I.5 Trade, Cargoes and Articles

The traditional agricultural products of the Nusantara are famous the world over. Indonesia still produces 75 per cent of the world’s nutmeg. The fine spices such as cloves and mace were once at the heart of the Nusantara's trading relations. Coffee bushes were imported into West Java in the beginning of the eighteenth century. At the same time, the hinterlands of Banten sultanate, in particular Lampung in South Sumatra, and the upstream territories of Jambi and Palembang, produced much of the world’s pepper. This was primarily purchased by Europeans and Chinese. The early modern age was largely agrarian and focused on subsistence farming, but new crops were introduced as a result of global demand.

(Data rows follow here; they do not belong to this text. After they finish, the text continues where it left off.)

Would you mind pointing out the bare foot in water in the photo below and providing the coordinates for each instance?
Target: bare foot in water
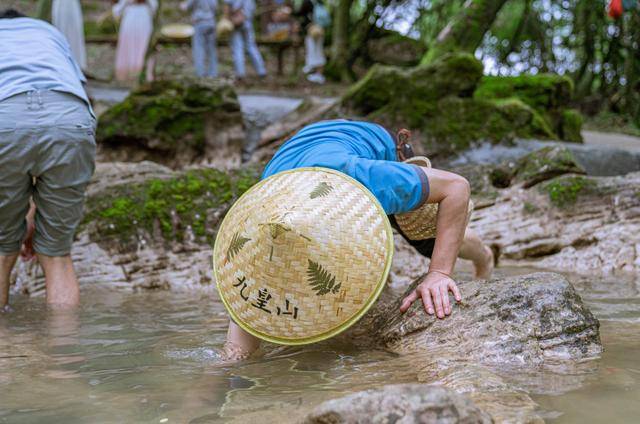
(231, 352)
(485, 267)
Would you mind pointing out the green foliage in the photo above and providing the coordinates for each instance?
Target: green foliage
(169, 115)
(571, 125)
(564, 191)
(321, 281)
(166, 207)
(541, 92)
(321, 190)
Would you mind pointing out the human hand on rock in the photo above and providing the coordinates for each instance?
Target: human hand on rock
(434, 292)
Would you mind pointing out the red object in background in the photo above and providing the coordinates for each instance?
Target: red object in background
(615, 9)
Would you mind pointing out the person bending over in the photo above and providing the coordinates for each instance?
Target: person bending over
(371, 155)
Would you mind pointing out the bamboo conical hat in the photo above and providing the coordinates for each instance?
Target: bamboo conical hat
(302, 255)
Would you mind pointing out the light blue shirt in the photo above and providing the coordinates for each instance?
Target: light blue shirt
(248, 6)
(202, 11)
(36, 56)
(362, 150)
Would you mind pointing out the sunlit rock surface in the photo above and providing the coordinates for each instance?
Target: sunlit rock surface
(572, 223)
(507, 339)
(173, 122)
(402, 403)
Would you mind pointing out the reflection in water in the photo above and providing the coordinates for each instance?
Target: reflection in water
(153, 357)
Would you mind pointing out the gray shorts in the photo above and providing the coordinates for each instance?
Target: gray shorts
(47, 150)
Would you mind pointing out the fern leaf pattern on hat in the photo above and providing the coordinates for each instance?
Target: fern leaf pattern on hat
(236, 244)
(321, 190)
(321, 281)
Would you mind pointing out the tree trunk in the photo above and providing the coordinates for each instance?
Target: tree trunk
(466, 30)
(338, 67)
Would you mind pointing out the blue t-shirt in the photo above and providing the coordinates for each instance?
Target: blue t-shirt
(36, 56)
(362, 150)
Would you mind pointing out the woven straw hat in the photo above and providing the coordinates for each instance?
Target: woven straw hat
(177, 31)
(420, 224)
(302, 255)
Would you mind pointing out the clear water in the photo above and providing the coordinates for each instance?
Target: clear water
(151, 357)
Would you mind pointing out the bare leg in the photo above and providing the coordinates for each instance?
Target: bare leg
(60, 279)
(6, 265)
(477, 252)
(240, 344)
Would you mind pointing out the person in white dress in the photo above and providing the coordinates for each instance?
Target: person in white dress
(136, 27)
(66, 15)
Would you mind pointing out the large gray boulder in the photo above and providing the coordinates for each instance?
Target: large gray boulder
(401, 404)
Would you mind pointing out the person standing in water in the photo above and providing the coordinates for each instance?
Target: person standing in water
(203, 42)
(47, 152)
(136, 27)
(372, 156)
(243, 37)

Priangan in West Java became part of the world’s first coffee boom. Today, it is virtually denuded of coffee bushes. Indeed, all memory of the eighteenth-century boom has vanished from the collective consciousness of the Sundanese. The Batak in North Sumatra hardly recall that the port of Barus on the northwest coast of Sumatra once exported fine quality camphor and benzoin harvested by their ancestors.

Archival series such as the Daily Journals of Batavia and the appendices to the Resolution Books contain many fascinating documents which refer to the indigenous products of the Nusantara. The short list of the cargo of a small Javanese gonting or trading vessel can speak volumes. So too can the cargo lists of Chinese junks from Canton, Amoy and Ningpo which came to purchase or barter local products such as Timorese sandalwood, wax from Alor or sappan wood from East Java and Sumbawa.

Situated in the middle of the great trading arteries between India and China, the Nusantara was always exporting its finest products to other Asian regions. In return, porcelain and silk flowed in from China and skillfully handcrafted textiles were imported by traders from India. Sometime the cargo manifest of a single ship tells it all, as the selected documents in the list indicate.